Auf dem Hintern sitzend robbten wir das kurze Stück durch den Sand. Die beiden „Profis“ warnten mich vor einer von mir beinahe unterschätzten Gefahr: Scharfkantige Steine und Muscheln können die gefühllose Haut der Beine erheblich verletzen. Und dann schwappte eine große Welle bis zu meiner Brust hoch. Ich kreischte laut, so kalt war das Wasser. Auch Frank, Sofie und Cathleen hatten einen Riesenspaß. Wir saßen in den Wellen und überließen dem Meer, den Wellen das Spiel mit uns. Ich musste mich schon gut abstützen, um nicht umgeworfen zu werden.
Schwimmen wollte niemand wirklich, dafür waren der Wind und die Wellen zu stark. Irgendwann wurde es kalt und wir robbten auf dem Hintern sitzend durch den feinen Sand wieder zu unseren Strandkörben zurück. Wir sahen aus wie panierte Schnitzel. Frank legte Handtücher in die Strandkörbe und meinte: Am besten so in der Sonne trocknen lassen. Dann geht der Sand am besten ab. Ich kuschelte mich mit Cathleen in einen Strandkorb, Sofie und Frank saßen neben uns in dem anderen. Und plötzlich kam die Sonne hinter den Wolken hervor und es wurde richtig schön warm.

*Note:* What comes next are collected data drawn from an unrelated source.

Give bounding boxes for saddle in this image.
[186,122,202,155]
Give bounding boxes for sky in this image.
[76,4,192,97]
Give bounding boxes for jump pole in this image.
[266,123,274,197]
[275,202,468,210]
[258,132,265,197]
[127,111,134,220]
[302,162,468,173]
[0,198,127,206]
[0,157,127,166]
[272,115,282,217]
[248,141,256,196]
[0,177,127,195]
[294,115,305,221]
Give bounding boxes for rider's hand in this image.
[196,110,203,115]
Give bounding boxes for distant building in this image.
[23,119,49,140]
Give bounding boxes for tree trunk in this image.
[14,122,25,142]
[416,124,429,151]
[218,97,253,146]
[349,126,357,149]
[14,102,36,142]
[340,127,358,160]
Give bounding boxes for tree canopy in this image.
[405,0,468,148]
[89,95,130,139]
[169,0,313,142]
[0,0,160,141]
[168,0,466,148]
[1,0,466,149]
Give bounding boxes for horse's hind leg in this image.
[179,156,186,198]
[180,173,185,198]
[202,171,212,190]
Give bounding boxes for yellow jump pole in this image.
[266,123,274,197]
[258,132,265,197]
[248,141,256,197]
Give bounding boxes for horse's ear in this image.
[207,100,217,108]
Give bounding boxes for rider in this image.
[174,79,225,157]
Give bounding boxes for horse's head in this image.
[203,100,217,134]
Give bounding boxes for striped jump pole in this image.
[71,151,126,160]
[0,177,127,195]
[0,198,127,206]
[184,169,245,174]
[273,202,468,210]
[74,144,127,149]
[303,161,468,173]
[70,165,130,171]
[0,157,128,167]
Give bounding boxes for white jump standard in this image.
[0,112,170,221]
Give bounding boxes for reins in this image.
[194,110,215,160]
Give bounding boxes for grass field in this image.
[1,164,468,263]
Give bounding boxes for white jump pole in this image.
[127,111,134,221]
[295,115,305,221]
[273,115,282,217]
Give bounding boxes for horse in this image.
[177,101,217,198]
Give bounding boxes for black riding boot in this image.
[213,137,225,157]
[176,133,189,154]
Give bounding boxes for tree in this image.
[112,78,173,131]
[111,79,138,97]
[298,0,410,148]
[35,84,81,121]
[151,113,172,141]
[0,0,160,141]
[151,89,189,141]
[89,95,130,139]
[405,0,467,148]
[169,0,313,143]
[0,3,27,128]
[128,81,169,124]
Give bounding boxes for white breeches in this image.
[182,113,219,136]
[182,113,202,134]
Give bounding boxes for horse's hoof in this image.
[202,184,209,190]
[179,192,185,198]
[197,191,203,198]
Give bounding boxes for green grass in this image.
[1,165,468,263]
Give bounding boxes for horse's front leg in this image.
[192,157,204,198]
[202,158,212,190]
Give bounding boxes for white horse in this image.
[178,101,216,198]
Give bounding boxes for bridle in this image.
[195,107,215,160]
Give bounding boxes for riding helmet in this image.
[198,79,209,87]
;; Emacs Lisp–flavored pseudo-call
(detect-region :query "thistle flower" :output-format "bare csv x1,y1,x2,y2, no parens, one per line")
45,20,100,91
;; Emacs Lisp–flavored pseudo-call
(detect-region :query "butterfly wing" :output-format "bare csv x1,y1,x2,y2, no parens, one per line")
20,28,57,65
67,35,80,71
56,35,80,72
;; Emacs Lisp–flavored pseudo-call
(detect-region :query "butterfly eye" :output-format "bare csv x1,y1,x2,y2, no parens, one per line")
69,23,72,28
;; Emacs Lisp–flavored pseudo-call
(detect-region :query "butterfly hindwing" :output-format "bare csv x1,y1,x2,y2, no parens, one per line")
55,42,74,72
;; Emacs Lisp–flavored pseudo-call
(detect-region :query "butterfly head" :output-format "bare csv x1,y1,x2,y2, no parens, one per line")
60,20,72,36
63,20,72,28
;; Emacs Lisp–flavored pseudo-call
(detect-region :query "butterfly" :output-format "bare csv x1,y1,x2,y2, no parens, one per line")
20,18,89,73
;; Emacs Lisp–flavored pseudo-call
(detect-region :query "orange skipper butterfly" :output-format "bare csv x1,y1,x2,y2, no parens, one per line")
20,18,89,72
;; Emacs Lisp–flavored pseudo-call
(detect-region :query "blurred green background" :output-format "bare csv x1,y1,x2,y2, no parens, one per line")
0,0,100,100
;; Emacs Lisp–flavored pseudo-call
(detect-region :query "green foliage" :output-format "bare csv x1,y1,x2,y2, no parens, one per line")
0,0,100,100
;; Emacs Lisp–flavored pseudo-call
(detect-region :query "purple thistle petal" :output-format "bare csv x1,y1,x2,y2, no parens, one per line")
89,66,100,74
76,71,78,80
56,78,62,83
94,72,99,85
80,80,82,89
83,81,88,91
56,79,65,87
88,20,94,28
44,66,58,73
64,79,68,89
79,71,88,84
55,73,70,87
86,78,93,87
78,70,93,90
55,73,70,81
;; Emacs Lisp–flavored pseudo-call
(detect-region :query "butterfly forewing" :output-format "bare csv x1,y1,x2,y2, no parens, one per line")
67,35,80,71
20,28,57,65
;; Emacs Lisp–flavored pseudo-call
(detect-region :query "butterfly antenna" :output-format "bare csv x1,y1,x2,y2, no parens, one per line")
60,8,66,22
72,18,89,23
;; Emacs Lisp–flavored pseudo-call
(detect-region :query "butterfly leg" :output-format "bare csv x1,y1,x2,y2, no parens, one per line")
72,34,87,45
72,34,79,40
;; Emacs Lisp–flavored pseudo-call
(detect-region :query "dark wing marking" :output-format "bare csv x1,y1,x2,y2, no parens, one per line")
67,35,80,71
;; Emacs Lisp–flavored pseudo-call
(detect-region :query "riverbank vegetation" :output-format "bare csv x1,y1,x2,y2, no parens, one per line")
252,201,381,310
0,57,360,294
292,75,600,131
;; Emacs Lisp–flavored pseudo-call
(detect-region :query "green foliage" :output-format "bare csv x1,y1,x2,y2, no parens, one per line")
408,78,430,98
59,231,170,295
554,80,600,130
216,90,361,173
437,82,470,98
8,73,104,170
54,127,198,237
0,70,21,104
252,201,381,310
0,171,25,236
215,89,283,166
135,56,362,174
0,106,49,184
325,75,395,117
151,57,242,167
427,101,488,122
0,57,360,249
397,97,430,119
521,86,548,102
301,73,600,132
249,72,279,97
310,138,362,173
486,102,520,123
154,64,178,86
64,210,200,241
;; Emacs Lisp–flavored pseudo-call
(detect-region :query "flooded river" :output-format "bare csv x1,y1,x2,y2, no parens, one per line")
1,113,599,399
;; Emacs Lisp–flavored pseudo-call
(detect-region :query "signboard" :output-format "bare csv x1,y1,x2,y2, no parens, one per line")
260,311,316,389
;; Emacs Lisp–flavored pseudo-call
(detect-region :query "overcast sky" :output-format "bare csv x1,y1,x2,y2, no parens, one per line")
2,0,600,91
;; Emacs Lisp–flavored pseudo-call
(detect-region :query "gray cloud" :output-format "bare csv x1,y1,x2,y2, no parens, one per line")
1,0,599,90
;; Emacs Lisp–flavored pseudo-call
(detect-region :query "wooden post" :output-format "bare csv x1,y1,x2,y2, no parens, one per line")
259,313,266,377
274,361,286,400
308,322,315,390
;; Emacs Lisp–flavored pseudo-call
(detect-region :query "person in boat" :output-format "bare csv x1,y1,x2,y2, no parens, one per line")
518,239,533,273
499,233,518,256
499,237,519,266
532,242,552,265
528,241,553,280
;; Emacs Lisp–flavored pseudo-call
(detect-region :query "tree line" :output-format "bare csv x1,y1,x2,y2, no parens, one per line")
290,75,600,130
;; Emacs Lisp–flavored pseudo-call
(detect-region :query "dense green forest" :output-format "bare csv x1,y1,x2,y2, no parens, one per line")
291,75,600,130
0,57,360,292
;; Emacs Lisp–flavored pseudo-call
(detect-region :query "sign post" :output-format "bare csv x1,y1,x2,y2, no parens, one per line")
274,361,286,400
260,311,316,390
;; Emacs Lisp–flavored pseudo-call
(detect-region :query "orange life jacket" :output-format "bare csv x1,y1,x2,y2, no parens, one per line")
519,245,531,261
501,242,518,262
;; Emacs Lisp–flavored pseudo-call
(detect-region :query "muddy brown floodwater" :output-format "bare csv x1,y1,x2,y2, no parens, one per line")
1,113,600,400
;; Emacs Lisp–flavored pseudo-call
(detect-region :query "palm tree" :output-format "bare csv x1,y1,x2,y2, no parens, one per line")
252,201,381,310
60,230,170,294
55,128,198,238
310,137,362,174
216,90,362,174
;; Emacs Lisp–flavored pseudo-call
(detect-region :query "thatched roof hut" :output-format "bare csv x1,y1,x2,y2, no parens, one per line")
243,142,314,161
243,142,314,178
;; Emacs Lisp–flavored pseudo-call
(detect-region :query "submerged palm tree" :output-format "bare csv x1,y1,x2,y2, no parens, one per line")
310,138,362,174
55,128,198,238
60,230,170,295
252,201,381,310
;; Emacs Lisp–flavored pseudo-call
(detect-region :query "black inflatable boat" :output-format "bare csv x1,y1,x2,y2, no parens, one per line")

Gerade komme ich aus der Dusche. Den feinen Sand vom Strand habe ich,
obwohl ich mich intensiv abgerubbelt hatte, noch überall gefunden. In den Ohren, in der Nase, in den Haaren, überall. Auf den Fliesen lag eine
richtige Sandschicht. Ich hoffe, ich bin alles losgeworden. Es war ein super schöner Tag!